June 21, 2017

Private files for your Rails app using S3

We've had a look at how to secure your files in your Rails application with Paperclip, and it is a great way to get started. As your application grows though, you will likely want to store your files somewhere else. Removing your state off of the servers that serve your requests will help with both scaling out your application if needed by allowing any one of your application servers to be able to access and use a file and can help with disaster recovery. If your server goes down, your files are safe in another service. So where should we put them?

Amazon S3

As ever, the current ubiquitous way to do something on the web is with Amazon.

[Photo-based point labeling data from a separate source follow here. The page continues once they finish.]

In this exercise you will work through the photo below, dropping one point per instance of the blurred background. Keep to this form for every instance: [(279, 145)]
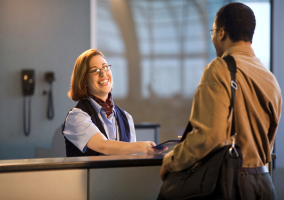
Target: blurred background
[(158, 50)]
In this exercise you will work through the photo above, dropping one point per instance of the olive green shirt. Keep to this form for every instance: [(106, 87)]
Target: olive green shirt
[(257, 112)]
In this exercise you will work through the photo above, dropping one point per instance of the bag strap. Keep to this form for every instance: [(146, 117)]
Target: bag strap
[(231, 63)]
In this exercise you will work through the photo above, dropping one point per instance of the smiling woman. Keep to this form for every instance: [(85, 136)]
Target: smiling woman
[(96, 126)]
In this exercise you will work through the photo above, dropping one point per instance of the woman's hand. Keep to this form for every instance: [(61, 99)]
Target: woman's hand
[(163, 172), (146, 147)]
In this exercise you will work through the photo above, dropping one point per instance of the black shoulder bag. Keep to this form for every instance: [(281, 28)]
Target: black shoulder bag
[(216, 176)]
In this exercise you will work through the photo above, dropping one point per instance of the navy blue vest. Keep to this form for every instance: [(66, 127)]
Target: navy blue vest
[(86, 106)]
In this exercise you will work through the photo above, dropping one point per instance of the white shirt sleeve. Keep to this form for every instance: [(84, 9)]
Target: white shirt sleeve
[(79, 128), (131, 127)]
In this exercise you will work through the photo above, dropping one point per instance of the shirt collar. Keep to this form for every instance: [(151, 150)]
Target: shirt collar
[(240, 49), (97, 106)]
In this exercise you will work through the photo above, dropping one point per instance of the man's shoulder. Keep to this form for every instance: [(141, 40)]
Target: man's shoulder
[(216, 72)]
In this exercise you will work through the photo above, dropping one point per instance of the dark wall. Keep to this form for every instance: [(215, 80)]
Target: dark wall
[(44, 35)]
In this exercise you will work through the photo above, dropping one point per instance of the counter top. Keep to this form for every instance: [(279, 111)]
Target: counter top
[(81, 162)]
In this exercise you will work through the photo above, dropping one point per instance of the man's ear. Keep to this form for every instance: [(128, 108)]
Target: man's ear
[(223, 34)]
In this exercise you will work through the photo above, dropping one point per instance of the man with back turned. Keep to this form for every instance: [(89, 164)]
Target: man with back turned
[(257, 106)]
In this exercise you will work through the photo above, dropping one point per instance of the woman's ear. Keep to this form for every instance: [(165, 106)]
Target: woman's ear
[(223, 34)]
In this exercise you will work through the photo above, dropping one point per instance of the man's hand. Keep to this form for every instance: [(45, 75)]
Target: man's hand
[(163, 172)]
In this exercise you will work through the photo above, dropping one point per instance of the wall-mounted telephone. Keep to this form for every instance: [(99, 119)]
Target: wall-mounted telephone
[(28, 86), (49, 77), (28, 82)]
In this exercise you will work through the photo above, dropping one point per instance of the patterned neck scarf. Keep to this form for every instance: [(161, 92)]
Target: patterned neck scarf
[(107, 106)]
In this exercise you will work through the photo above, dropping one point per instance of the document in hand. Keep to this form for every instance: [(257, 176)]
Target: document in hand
[(166, 144)]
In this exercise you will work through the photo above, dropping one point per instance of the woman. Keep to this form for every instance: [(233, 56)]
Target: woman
[(96, 126)]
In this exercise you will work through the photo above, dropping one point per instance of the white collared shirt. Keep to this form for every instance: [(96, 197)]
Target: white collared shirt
[(79, 127)]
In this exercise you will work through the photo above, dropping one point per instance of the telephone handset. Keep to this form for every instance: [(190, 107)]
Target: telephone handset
[(28, 86)]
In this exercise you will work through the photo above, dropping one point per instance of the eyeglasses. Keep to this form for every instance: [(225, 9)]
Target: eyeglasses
[(98, 71), (211, 31)]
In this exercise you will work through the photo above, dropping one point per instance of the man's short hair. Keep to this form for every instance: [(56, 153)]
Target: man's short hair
[(78, 89), (238, 21)]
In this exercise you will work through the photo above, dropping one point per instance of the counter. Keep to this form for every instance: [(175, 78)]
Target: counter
[(95, 177)]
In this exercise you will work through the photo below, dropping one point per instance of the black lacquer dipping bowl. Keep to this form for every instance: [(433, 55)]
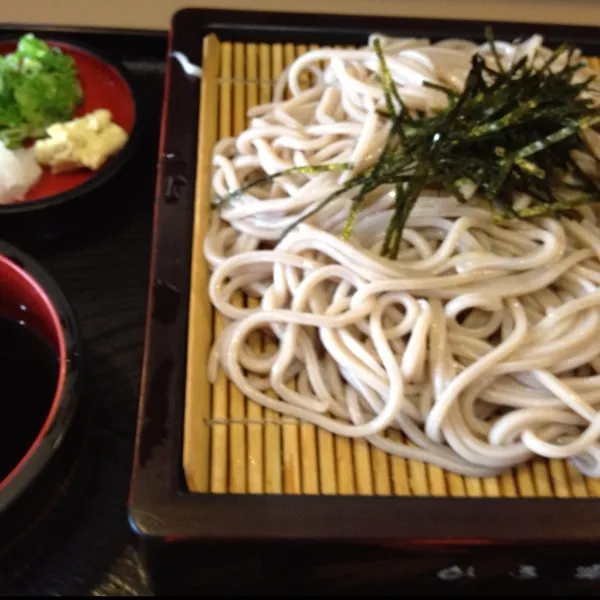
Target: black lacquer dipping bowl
[(40, 385)]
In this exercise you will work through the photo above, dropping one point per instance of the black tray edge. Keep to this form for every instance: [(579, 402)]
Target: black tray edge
[(160, 509)]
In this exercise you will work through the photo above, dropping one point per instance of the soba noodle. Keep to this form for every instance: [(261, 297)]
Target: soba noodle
[(480, 342)]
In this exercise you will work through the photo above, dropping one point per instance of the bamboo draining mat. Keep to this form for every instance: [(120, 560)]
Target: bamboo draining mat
[(232, 445)]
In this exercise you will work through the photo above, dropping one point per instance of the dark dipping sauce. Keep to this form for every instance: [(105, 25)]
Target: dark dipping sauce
[(29, 369)]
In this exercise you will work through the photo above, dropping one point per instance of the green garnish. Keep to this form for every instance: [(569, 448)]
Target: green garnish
[(509, 131), (38, 87)]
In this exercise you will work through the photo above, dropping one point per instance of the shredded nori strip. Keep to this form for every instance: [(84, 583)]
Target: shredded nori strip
[(509, 131)]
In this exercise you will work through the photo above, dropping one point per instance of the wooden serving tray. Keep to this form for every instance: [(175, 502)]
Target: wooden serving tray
[(211, 465)]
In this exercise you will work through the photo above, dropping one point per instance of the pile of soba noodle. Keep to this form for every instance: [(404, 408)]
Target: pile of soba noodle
[(480, 342)]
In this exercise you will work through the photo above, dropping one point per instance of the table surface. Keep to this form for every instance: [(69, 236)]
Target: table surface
[(104, 274)]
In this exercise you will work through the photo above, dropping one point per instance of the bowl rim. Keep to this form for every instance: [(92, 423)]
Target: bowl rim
[(113, 166), (66, 399)]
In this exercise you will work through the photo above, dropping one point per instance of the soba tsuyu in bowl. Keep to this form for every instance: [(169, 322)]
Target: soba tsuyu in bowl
[(40, 377)]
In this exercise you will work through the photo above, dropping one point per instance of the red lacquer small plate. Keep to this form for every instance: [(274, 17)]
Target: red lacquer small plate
[(103, 87)]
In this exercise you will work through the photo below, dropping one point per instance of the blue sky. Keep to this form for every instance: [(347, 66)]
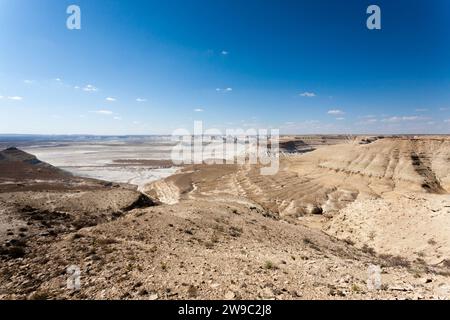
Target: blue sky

Their service for files is Simple Storage Service. If you don't already have an AWS account, you'll need to head over there and sign up. S3 stores your files in buckets, once you have an account setup, you should create a bucket, probably per environment but starting with development, to use with your application to store your files in.

Connecting to S3

Now that we have a bucket, we need to connect the application to S3. This means configuration to manage. As ever, I always reach for dotenv to manage my environment variables in a Rails app. So we need to add it to our Gemfile:

# Gemfile
# omitted
gem 'dotenv-rails'
# omitted

Now that we have that, we need to run bundle and then we are good to get going

S3 Configuration

We now have dotenv in our Rails application which means we are ready to configure our connection to S3:

# .env
AWS_ACCESS_KEY_ID = access_key_id
AWS_SECRET_ACCESS_KEY = secret_access_key
AWS_BUCKET = bucket-name
AWS_REGION = bucket-region

This is the information you'll need from your S3 account to be able to connect to your bucket. Now that we have the information that we need, we need to tell Paperclip to use S3 instead of our file system on the application server.

Paperclip and S3

There are a few ways that you can connect to your bucket using Paperclip. I prefer setting default settings that are loaded when your application loads:

# config/applicaton.rb
module SecureDownloads
  class Application < Rails::Application
    # Initialize configuration defaults for originally generated Rails version.
    config.load_defaults 5.1

    # Settings in config/environments/* take precedence over those specified here.
    # Application configuration should go into files in config/initializers
    # -- all .rb files in that directory are automatically loaded.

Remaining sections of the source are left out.